Penrose Diner ends 24-hour service as the round-the-clock world shifts
Penrose Diner is ending its 24-hour service as the round-the-clock world shifts.
Penrose Diner in South Philadelphia will end its 50-year tradition of 24-hour operation at 11:59 p.m. Monday, reflecting changes among not only its customers but also the workforce in general.
“The people in the 21-to-25 range are just not going out the way they used to,” Bill Dovas, an owner, said Sunday. The Penrose, at the intersection of 20th Street and Penrose and Packer Avenues, came to fame in a different era, benefiting from traffic off the Platt Bridge.

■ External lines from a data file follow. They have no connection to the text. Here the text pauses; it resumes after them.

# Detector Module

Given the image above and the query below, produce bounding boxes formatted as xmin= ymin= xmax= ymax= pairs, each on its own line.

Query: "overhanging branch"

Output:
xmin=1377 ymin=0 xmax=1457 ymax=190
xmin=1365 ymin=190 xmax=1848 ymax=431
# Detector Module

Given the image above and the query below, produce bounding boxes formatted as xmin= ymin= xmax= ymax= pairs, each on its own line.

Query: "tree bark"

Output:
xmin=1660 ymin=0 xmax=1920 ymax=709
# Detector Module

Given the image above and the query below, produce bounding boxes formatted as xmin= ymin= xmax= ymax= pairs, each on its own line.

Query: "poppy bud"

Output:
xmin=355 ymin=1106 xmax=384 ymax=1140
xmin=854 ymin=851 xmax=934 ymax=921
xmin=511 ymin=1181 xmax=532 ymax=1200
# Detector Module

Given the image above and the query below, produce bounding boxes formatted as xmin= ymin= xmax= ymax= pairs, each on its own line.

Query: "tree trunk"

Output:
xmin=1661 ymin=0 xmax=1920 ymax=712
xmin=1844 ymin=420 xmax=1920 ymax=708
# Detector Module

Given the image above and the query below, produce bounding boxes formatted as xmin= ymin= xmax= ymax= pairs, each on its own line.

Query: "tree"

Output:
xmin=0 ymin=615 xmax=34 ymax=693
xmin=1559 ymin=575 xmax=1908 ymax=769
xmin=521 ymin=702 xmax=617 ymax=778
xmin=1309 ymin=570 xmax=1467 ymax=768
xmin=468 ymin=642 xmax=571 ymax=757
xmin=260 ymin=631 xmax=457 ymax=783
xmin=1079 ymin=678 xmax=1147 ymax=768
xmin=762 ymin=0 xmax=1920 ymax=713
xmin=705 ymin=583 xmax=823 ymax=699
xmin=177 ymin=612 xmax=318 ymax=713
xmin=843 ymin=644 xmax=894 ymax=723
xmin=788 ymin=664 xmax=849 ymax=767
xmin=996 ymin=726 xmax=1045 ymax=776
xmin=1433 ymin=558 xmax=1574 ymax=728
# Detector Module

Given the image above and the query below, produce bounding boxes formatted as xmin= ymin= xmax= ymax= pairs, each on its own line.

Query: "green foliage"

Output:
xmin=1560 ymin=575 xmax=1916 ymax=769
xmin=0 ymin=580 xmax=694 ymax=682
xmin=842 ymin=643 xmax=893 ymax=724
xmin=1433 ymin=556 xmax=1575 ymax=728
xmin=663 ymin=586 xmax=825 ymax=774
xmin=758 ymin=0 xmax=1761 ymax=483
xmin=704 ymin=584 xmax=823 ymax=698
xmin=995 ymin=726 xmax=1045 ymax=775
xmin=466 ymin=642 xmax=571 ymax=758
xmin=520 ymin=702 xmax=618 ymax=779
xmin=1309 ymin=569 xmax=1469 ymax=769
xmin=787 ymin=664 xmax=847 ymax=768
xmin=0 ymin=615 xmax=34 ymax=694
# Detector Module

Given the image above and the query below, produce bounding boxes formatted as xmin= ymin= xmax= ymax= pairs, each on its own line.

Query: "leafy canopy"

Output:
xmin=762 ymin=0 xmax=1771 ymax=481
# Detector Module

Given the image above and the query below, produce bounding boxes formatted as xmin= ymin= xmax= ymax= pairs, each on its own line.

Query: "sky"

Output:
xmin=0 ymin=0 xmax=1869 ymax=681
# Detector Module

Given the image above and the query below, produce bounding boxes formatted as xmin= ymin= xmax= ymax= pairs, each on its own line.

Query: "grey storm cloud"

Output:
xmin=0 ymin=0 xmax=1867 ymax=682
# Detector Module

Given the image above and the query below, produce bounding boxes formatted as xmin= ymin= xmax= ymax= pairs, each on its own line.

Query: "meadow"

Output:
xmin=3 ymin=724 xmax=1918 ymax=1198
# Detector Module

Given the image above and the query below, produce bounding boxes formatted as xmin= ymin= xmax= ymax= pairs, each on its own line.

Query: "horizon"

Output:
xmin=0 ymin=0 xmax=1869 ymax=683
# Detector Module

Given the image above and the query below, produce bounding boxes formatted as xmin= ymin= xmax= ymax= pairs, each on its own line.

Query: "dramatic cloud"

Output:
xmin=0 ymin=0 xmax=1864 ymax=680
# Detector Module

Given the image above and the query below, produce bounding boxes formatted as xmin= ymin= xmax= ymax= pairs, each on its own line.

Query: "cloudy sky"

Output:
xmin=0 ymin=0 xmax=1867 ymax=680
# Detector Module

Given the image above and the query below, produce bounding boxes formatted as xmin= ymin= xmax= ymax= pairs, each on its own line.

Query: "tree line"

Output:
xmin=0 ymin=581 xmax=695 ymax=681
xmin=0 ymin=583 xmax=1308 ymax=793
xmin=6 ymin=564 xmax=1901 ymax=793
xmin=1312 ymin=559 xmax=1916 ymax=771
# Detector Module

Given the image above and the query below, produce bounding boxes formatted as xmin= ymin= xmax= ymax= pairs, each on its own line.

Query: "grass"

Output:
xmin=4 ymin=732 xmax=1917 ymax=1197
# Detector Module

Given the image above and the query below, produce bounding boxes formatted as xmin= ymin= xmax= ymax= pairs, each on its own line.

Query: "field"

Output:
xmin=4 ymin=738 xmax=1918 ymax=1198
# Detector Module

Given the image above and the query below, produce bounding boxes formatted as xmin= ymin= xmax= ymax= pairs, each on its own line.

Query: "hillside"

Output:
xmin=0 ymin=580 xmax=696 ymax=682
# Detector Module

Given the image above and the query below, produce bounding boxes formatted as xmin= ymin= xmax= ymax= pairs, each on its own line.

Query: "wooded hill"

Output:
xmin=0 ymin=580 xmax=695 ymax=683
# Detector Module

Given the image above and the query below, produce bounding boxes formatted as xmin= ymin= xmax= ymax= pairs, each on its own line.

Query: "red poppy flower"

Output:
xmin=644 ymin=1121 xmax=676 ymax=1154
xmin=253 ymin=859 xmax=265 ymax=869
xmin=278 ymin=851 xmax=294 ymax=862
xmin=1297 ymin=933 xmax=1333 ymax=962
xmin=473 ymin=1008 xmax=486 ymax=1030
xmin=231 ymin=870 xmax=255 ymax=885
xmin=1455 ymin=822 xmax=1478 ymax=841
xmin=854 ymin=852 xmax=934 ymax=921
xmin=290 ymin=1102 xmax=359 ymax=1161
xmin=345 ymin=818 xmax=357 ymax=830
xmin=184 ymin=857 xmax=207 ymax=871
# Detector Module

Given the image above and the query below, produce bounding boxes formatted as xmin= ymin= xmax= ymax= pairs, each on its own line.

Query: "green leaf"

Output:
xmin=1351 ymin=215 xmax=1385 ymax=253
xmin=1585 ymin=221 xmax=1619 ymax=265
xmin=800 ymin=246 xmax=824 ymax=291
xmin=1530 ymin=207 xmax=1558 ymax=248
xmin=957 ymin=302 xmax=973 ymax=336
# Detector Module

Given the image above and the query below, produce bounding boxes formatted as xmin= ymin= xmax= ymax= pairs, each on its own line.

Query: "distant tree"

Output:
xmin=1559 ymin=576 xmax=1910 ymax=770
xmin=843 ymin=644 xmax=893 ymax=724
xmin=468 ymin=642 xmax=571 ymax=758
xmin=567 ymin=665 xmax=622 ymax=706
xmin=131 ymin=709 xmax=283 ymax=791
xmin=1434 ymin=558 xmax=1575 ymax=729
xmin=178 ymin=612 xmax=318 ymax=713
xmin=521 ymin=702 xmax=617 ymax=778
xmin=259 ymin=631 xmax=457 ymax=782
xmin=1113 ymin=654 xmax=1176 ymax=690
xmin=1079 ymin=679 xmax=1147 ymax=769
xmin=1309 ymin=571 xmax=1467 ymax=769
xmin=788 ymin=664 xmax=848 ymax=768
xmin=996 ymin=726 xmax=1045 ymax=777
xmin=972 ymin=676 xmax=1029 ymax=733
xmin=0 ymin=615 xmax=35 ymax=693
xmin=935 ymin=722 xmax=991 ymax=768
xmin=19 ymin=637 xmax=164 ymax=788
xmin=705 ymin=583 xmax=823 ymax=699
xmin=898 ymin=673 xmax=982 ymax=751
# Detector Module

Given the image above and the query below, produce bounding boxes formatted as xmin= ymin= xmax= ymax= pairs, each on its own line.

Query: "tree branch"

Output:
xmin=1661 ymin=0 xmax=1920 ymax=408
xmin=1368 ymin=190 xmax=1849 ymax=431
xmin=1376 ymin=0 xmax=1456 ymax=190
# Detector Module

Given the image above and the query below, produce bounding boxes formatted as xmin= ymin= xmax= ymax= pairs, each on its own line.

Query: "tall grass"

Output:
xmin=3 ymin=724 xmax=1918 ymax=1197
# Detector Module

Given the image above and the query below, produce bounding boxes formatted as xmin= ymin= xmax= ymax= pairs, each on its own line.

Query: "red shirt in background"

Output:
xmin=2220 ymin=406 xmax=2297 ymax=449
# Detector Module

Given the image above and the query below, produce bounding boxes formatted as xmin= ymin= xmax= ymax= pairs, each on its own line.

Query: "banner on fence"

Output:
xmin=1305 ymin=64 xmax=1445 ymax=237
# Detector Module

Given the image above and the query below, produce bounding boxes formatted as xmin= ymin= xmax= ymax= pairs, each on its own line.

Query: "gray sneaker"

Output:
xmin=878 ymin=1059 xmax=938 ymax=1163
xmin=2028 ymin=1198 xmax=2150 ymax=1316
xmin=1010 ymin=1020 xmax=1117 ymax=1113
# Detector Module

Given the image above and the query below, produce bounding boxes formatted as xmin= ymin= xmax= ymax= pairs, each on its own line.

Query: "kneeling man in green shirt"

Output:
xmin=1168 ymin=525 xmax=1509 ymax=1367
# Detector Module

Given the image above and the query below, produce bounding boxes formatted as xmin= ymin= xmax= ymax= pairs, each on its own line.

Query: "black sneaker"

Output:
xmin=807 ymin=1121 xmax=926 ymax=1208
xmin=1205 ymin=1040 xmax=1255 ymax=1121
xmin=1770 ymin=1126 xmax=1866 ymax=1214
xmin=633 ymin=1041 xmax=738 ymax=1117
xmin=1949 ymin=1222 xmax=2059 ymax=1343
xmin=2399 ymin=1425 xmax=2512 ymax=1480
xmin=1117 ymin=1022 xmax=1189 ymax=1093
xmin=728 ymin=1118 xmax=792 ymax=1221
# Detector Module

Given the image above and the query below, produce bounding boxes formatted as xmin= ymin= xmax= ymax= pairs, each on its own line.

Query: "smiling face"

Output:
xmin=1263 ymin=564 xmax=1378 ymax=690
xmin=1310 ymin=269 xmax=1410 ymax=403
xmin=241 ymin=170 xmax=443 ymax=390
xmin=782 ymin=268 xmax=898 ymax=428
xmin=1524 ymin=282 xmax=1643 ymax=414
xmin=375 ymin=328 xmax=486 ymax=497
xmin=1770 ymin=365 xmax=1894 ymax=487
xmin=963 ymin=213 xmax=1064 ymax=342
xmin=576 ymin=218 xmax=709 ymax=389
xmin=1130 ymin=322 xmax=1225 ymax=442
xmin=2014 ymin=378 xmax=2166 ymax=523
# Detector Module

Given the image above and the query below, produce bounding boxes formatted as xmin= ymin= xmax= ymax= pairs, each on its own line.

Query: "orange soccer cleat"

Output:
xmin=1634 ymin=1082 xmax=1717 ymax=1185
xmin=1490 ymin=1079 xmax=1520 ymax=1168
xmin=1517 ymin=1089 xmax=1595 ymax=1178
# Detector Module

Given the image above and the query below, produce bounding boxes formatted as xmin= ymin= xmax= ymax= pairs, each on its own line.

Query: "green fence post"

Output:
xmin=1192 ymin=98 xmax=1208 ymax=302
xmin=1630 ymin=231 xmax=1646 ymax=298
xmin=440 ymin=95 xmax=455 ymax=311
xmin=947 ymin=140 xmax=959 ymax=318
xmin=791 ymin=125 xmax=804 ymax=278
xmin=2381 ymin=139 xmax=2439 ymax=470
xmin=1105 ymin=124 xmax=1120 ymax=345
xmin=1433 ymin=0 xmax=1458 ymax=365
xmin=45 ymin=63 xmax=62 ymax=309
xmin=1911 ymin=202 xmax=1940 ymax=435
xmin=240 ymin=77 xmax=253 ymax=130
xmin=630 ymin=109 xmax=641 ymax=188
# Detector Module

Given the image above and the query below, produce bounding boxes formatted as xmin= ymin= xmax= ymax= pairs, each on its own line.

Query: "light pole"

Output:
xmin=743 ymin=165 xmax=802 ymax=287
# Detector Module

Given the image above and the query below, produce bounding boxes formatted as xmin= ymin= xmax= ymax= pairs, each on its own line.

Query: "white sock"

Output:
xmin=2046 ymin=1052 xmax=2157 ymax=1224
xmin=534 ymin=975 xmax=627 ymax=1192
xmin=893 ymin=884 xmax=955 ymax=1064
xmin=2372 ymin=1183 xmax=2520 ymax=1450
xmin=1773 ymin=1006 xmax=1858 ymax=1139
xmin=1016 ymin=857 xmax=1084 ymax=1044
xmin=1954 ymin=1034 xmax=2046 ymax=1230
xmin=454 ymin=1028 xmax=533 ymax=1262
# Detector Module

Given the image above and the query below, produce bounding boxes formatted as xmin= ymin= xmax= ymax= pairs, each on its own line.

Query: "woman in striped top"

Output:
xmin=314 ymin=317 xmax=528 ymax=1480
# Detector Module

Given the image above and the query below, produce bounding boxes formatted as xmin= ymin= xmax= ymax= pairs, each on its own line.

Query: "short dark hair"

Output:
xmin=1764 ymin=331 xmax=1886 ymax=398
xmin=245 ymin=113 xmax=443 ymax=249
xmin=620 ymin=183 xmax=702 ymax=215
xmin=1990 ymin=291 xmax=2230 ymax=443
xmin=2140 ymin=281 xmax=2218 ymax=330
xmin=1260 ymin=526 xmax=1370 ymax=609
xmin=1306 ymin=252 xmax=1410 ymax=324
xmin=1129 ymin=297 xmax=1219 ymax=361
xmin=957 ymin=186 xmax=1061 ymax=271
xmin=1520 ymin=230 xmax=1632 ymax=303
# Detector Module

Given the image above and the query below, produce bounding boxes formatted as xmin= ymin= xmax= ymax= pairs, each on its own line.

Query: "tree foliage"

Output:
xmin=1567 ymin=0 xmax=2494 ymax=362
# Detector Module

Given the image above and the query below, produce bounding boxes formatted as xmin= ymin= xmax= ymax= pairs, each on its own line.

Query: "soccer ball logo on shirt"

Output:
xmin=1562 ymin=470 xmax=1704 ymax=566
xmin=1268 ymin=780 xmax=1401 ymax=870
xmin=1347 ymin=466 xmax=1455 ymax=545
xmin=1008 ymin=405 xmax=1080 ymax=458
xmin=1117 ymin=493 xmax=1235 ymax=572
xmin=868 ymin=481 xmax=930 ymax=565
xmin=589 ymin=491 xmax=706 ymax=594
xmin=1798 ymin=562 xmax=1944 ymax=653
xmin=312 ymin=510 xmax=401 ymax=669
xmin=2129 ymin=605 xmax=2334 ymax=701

“When they go out to the clubs, they’re afraid to drive and don’t want to pay for an Uber both ways," Dovas said.
The Penrose’s hours will be 6 a.m. to midnight daily starting New Year’s Day. Dovas said the shorter hours would allow the diner to focus on quality and consistency. He said staffing also was a problem because “my longtime employees were getting tired.”
It’s a new world in overnight eating. Delivery services such as Uber Eats and Caviar bring food to your door with only light regard for the kitchen’s location. For hungry people who actually want to go outside for a sandwich in the wee hours, there is Wawa, which is engaged in a blitz of openings in the city.
Though diners are a storied part of American life, few 24-hour joints remain in Philadelphia.
The Oregon, also in South Philadelphia and co-owned by partners in the Penrose, still serves round-the-clock, as do the separately owned Midtown III in Center City, Melrose Diner in South Philadelphia, and some of the Michael’s Family Restaurants in the region.
City Diner at Broad and South Streets, also owned by the partners in the Penrose, is open 24 hours on weekends. Dovas said the partners are reopening Olga’s Diner in Marlton, but are resisting 24-hour operation there.
The Dining Car in Northeast Philadelphia briefly flirted with shortening its hours last year, "and it was a disaster,” said owner Nancy Morozin.
After 57 years, she cut back the hours to 7 a.m. to 10 p.m. daily, citing slow business and the challenge of finding overnight workers. Then came a campaign from neighbors, including a parish priest who enjoyed his 5 a.m. breakfast before Mass.
After one week, she agreed to open round-the-clock on weekends, from 7 a.m. Thursdays to 10 p.m. Sunday.
That one week off, she said, hurt her business. “It took me a full year to get it back.”